ScRapZ_1
08-11-2002, 02:52 PM
Basically, I want to assign a string of text to a variable. Sounds easy, but theres kind of a catch.
I've made a script that retrives data from a webpage and displays it. It downloads the HTML file, parses the relevant data into a local file, then I use readline() to assign it to a string. I do this by using wget to get the HTML file, then by using grep and cut I get the text I want, I then echo the result into the end of a file. What I want to do is skip that grep and cut bit, and parse the HTML file from within the program itself, not by using os.system() calls. The process I'm using at the moment is long and messy... it works, but I just want to clean it up and make it look better. I'm also hoping to move this program to windows, so things like grep wont work.
Any ideas anyone?
TTFN,
Scrapz :p
Regular expressions? A while back I made the following tiny function, that works a bit like grep, hence the name:
import re
def egrep(l, ere):
for s in l:
m = re.search(ere, s)
if m:
return m
return None
It should be rather obvious what it does. HTH.

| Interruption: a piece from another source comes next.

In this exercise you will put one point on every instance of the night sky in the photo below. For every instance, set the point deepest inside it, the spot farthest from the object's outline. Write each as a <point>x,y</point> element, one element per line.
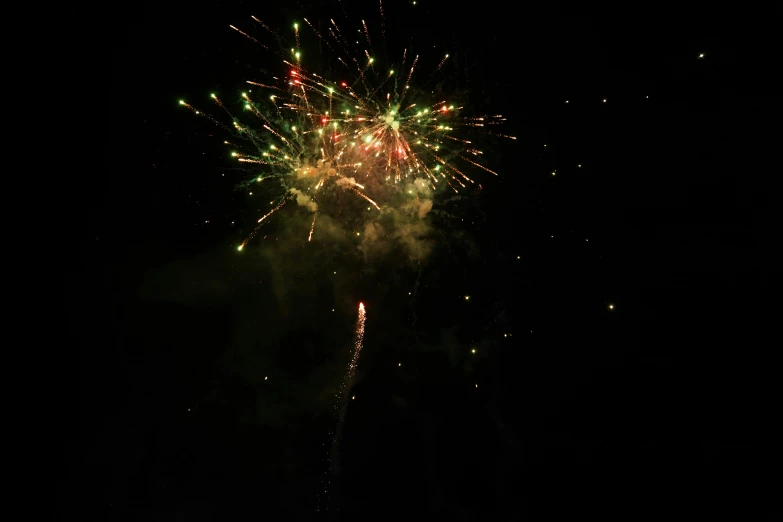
<point>618,273</point>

Scrapz, you know moobot right? I've written a number of modules for moobot which do exactly what you want to do. In fact, I suggest that you don't even use wget. It's very easy to obtain a HTML page via Python's HTTPLib
Click here (http://cvs.sourceforge.net/cgi-bin/viewcvs.cgi/moobot/moobot/weblookup.py?rev=1.27&content-type=text/vnd.viewcvs-markup) for moobot's weblookup stuff.
Here is one specific example:
# this class implements the cfactive command for moobot
# it accesses the coderforums.net main page and parses
# out the relevant information
class cfactive(MooBotModule):
""" returns a list of currently active users at coderforums.net """
def __init__(self):
self.regex = "^cfactive"
def handler(self, **args):
(1) import httplib, re, sys
from irclib import Event
(2) conn = httplib.HTTPConnection('www.coderforums.net')
conn.request('GET', "")
response = conn.getresponse()
if response.status != 200:
msg = "bad response from coderforums: " + response.status
return Event("privmsg", "", self.return_to_sender(args), [msg])
data = response.read()
data = re.sub('<.*?>', '', data)
(3) match = re.search('on the boards.*?Number of Active', data, re.DOTALL)
if match is None:
msg = "data not found; gosh that sucks"
return Event("privmsg", "", self.return_to_sender(args), [msg])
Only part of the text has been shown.